19 July 2011, 08:59 Written by Andy Johnson

Bruce Springsteen acquired his nickname of “The Boss” due to his leadership role in his early bands, but in another sense it’s just as appropriate today, owing to his enormous influence on other artists. Where the Boss goes, others will follow, and Australian ex-pat Danny George Wilson and his Champions of the World are just one example. There is more than a touch of Springsteen’s brand of Americana and heartland rock to be heard on Hearts & Arrows – but just as Wilson reminds us not to “let the truth get in the way of your story”, it would seem churlish to let the reality of his influences get in the way of enjoying what is a generally honest and enjoyable third LP.

After all, Danny & The Champions of the World are not new to this game, having been founded in 2007 by Wilson, formerly of criminally overlooked country rockers Grand Drive. Classic American music had always filtered into that band’s sound, and it has never sounded out of place in the work of the Champions. Indeed, on Hearts & Arrows they have a knack for convincingly transplanting the all-American Springsteen surge from Atlantic City to North London’s Tufnell Park.

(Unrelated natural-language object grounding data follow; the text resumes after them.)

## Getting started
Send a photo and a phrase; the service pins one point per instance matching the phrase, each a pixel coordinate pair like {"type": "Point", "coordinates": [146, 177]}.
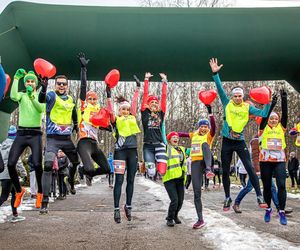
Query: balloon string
{"type": "Point", "coordinates": [3, 33]}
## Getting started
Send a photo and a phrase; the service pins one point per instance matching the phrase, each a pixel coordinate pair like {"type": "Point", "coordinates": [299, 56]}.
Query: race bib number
{"type": "Point", "coordinates": [274, 144]}
{"type": "Point", "coordinates": [119, 166]}
{"type": "Point", "coordinates": [196, 148]}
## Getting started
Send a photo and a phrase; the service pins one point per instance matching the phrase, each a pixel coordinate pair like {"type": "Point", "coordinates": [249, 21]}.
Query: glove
{"type": "Point", "coordinates": [29, 91]}
{"type": "Point", "coordinates": [108, 91]}
{"type": "Point", "coordinates": [137, 80]}
{"type": "Point", "coordinates": [208, 109]}
{"type": "Point", "coordinates": [83, 61]}
{"type": "Point", "coordinates": [43, 80]}
{"type": "Point", "coordinates": [20, 73]}
{"type": "Point", "coordinates": [283, 93]}
{"type": "Point", "coordinates": [274, 99]}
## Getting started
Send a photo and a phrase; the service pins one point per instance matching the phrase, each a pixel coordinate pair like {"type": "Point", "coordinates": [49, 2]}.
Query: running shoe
{"type": "Point", "coordinates": [19, 197]}
{"type": "Point", "coordinates": [261, 202]}
{"type": "Point", "coordinates": [177, 220]}
{"type": "Point", "coordinates": [282, 218]}
{"type": "Point", "coordinates": [170, 223]}
{"type": "Point", "coordinates": [227, 203]}
{"type": "Point", "coordinates": [38, 201]}
{"type": "Point", "coordinates": [127, 212]}
{"type": "Point", "coordinates": [16, 218]}
{"type": "Point", "coordinates": [117, 216]}
{"type": "Point", "coordinates": [268, 214]}
{"type": "Point", "coordinates": [44, 208]}
{"type": "Point", "coordinates": [236, 208]}
{"type": "Point", "coordinates": [199, 224]}
{"type": "Point", "coordinates": [210, 175]}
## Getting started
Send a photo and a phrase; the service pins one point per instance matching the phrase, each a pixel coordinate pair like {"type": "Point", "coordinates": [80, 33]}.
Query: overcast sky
{"type": "Point", "coordinates": [238, 3]}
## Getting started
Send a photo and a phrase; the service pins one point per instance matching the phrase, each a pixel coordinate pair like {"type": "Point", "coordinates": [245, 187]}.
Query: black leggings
{"type": "Point", "coordinates": [17, 148]}
{"type": "Point", "coordinates": [228, 147]}
{"type": "Point", "coordinates": [89, 151]}
{"type": "Point", "coordinates": [175, 189]}
{"type": "Point", "coordinates": [130, 156]}
{"type": "Point", "coordinates": [266, 170]}
{"type": "Point", "coordinates": [6, 189]}
{"type": "Point", "coordinates": [198, 169]}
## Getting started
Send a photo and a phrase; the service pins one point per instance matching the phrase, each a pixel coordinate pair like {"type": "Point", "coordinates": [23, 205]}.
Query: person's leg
{"type": "Point", "coordinates": [244, 191]}
{"type": "Point", "coordinates": [280, 175]}
{"type": "Point", "coordinates": [226, 157]}
{"type": "Point", "coordinates": [197, 179]}
{"type": "Point", "coordinates": [242, 151]}
{"type": "Point", "coordinates": [180, 195]}
{"type": "Point", "coordinates": [99, 157]}
{"type": "Point", "coordinates": [131, 163]}
{"type": "Point", "coordinates": [172, 192]}
{"type": "Point", "coordinates": [17, 148]}
{"type": "Point", "coordinates": [274, 195]}
{"type": "Point", "coordinates": [35, 144]}
{"type": "Point", "coordinates": [6, 186]}
{"type": "Point", "coordinates": [266, 171]}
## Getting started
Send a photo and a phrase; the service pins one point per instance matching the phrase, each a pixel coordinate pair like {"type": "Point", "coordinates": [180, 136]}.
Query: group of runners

It’s on the more upbeat songs that this redeployment works best, however. ‘Soul in the City’ and ‘You Don’t Know (My Heart Is In The Right Place)’ are perhaps the highlights – muscular rock cuts with an always down-to-earth kind of power. By contrast the mid-tempo efforts, like ‘The Colonel and the King’ are a little less compelling even as they are superior outings for Wilson’s lyrical skills. It is the slower ballads which come off worst, especially the dreary ‘Too Tough to Cry’ which serves mainly to showcase the worse aspects of Wilson’s otherwise inviting voice and to tour a lyrical road too often travelled before.

Although at all times the Champions sound earnest and capable in what is new territory for them – borne out of Wilson’s frustration with “new folk”, apparently – the Springsteen influence almost becomes overbearing enough to trip the whole record. His presence pervades every aspect of the package, from the songwriting to the titles and even to Wilson’s pose on the album cover – indeed, The Boss looms so large his shadow almost blocks Wilson out.

The enduring sense is that while they have developed as a musical outfit and produced an album significantly more compelling than their earlier work, the Champions have become too wrapped up in their influences to craft their efforts into a cohesive whole that is truly their own. It’s hard to imagine that a band which includes musicians as experienced as these would make the same mistake again, however, and Hearts & Arrows will make a decent enough means of marking time until they come back stronger still.